The World Meteorological Organization warned Monday that the planet now faces a 50% chance of temporarily hitting 1.5°C of warming above pre-industrial levels over the next five years, another signal that political leaders—particularly those of the rich nations most responsible for carbon emissions—are failing to rein in fossil fuel use.

“For as long as we continue to emit greenhouse gases, temperatures will continue to rise.”

In 2015, by comparison, the likelihood of briefly reaching or exceeding 1.5°C of global warming over the ensuing five-year period was estimated to be “close to zero,” the WMO noted in a new climate update. The report was published amid a deadly heatwave on the Indian subcontinent that scientists say is a glimpse of what’s to come if runaway carbon emissions aren’t halted. Thus far, the heatwave has killed dozens in India and Pakistan.

Signatories to the Paris climate accord have agreed to act to limit the global average temperature increase to well below 2°C—preferably to 1.5°C—by the end of the century. Climate advocates have deemed the 1.5°C target “on life support” following world leaders’ refusal to commit to more ambitious action at the COP26 summit in Glasgow late last year.

“We are getting measurably closer to temporarily reaching the lower target of the Paris Agreement,” Petteri Taalas, the secretary-general of the WMO, said in a statement Monday. “The 1.5°C figure is not some random statistic. It is rather an indicator of the point at which climate impacts will become increasingly harmful for people and indeed the entire planet.”

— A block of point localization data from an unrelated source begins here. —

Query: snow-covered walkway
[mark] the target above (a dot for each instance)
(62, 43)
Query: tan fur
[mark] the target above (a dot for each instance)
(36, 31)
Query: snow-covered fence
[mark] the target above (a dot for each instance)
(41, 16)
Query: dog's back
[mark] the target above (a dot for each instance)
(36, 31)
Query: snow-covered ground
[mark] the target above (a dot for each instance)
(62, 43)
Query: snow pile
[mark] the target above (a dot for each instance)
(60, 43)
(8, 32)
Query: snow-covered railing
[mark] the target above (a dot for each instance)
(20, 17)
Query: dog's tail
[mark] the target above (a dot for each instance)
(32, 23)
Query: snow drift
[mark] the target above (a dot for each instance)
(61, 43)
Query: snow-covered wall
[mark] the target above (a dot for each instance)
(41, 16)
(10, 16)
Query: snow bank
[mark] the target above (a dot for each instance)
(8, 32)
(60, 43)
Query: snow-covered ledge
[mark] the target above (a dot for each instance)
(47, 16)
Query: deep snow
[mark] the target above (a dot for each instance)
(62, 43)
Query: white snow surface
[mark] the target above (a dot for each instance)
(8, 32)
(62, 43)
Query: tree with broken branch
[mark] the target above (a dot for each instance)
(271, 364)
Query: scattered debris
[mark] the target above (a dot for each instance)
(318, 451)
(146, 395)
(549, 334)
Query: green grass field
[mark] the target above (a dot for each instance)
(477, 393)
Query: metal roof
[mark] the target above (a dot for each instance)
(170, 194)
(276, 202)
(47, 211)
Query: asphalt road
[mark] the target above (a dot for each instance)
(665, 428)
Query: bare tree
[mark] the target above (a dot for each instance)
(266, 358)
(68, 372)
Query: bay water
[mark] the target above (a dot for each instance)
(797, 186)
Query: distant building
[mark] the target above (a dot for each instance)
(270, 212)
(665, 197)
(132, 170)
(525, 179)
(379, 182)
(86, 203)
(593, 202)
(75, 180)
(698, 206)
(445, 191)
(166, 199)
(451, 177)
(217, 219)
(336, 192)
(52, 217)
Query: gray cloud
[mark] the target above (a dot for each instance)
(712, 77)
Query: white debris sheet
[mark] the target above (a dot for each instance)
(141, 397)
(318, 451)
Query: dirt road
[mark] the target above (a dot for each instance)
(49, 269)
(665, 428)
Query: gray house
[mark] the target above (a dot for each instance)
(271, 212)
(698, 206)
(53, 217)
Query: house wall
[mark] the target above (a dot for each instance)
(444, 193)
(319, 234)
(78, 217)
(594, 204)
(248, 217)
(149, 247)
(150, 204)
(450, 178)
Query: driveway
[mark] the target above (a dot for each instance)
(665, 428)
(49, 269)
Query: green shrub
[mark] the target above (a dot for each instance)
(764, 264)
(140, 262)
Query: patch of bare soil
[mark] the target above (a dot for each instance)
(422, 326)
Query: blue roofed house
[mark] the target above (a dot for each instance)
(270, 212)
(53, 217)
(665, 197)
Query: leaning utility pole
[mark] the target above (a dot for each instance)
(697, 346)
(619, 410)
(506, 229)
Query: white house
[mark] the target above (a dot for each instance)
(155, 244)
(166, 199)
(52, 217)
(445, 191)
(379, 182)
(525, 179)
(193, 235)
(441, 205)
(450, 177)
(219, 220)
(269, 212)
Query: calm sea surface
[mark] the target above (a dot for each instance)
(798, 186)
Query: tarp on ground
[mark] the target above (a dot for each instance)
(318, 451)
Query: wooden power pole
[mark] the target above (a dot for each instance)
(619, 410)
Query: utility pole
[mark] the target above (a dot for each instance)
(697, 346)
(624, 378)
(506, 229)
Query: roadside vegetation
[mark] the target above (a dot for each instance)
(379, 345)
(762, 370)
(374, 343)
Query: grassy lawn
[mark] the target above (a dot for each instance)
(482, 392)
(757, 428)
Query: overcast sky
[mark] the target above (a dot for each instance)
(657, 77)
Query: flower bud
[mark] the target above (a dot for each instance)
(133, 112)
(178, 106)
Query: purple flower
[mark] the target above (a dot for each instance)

“For as long as we continue to emit greenhouse gases, temperatures will continue to rise,” Taalas added. “And alongside that, our oceans will continue to become warmer and more acidic, sea ice and glaciers will continue to melt, sea level will continue to rise and, our weather will become more extreme. Arctic warming is disproportionately high and what happens in the Arctic affects all of us.”

Dr. Leon Hermanson, a climate expert at the U.K. Met Office who led the WMO report, stressed that a short-lived breach of the 1.5°C threshold would not mean that the world is guaranteed to fall short of the Paris accord’s most ambitious warming target, which climate experts and campaigners have long decried as inadequate.

Such a breach, however, would “reveal that we are edging ever closer to a situation where 1.5°C could be exceeded for an extended period,” said Hermanson.

The WMO’s latest research also estimates that there is a 93% chance that at least one year between 2022 and 2026 will be the warmest on record. Currently, 2016 and 2020 are tied for the top spot.

Even if global warming is limited to 1.5°C by 2100, countless people across the globe will still face devastating heatwaves, droughts, and other extreme weather, with the poor facing the worst consequences.

Meanwhile, key ecosystems could be damaged beyond repair in a 1.5°C hotter world. One recent study found that 99% of the world’s coral reefs would experience heatwaves that are “too frequent for them to recover” if the planet gets 1.5°C warmer compared to pre-industrial levels.

Scientists behind the latest Intergovernmental Panel on Climate Change (IPCC) report cautioned last month that if there’s to be any hope of keeping warming to 1.5°C or below by 2100, “it’s now or never.”

“Without immediate and deep emissions reductions across all sectors, it will be impossible,” said Jim Skea, co-chair of IPCC Working Group III.